Pull Requests having no issue associated with them will not be accepted. Firstly get an issue assigned, whether it's already opened or raised by you, and then create a Pull Request.

Prerequisites

  • Open Source Etiquette: If you've never contributed to an open source project before, have a read of Basic etiquette for open source projects.
  • Basic familiarity with Git and GitHub: If you are also new to these tools, visit GitHub for complete beginners for a comprehensive introduction to them
  • Node.js is installed.

How to Contribute

  • Look at the existing Issues or create a new issue!
  • Fork the Repo. Then, create a branch for any issue that you are working on. Finally, commit your work.
  • Create a Pull Request (PR), which will be promptly reviewed and given suggestions for improvements by the community.
  • Add screenshots or screen captures to your Pull Request to help us understand the effects of the changes proposed in your PR.

Appending new Links

  • Go to database/data.ts create new object in the data array with the following pattern
      id: +1 previous element,
      name:'', //name of the site
      description:'', //define what the site does in a short way
      url:'', //add the valid site url
      category:'', //can only be frontend or backend
      subcategory:'' //what best describes the site. for example: images, fonts etc

Important!

  • Do not make duplicate entries (always confirm that an entry does not exist by searching through the JSON file.
  • Ensure that your entries are error-free by double-checking before staging your changes.
  • Your entries should follow the above structure.

Making pull requests

  1. When you submit a pull request, several tests are automatically run as GitHub Actions. If any of these tests fail, it is your responsibility to try and resolve the underlying issue(s). If you don't know how to resolve the underlying issue(s), you can ask for help.

  2. If your pull request has merge conflicts with the main branch (GitHub checks for this automatically and notifies you), you are responsible for resolving them. You can do this by merging the main branch into your branch (git pull upstream main), and then pushing the updated branch to your fork (git push).

  3. Each pull request should contain a single logical change or related set of changes that make sense to submit together. If a pull request becomes too large or contains too many unrelated changes, it becomes too difficult to review. In such cases, the reviewer has the right to close your pull request and ask that you submit a separate pull request for each logical set of changes that belong together.
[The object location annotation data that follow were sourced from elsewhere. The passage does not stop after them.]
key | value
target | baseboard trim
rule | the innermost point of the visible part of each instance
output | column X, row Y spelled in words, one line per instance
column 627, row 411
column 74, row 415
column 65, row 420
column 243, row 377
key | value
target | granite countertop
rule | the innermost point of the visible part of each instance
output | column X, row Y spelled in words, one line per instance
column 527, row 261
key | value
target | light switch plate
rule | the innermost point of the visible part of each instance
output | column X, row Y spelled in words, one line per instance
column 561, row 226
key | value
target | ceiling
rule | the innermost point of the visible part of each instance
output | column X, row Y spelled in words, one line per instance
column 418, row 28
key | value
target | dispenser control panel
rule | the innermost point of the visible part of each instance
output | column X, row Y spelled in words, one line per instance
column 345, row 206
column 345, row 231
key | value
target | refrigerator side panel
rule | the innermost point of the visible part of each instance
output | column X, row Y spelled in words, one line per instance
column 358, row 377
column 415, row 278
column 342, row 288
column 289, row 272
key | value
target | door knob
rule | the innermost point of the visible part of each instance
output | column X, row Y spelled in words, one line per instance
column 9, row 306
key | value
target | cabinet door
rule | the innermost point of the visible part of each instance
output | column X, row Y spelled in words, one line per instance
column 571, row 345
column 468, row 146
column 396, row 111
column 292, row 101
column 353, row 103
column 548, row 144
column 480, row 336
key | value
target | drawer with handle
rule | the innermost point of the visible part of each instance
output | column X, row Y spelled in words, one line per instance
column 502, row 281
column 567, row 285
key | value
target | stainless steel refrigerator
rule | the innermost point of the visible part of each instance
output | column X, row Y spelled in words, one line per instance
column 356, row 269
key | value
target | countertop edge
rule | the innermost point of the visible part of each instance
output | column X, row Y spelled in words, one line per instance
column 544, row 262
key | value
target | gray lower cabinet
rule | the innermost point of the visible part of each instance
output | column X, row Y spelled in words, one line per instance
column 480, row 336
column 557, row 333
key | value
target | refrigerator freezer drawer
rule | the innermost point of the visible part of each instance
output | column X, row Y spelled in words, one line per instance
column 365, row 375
  4. Link the issue you have resolved in the Pull Request Template (e.g Closes/Fixes #99).

  5. Use Conventional commit messages for your changes.

  6. Do not re-open a pull request that a reviewer has closed.

    • Make sure to tick the "Allow edits from maintainers" box. This allows us to directly make minor edits / refactors and saves a lot of time.

Remarks

If something is missing here, or you feel something is not well described, either directly create a PR or create an issue.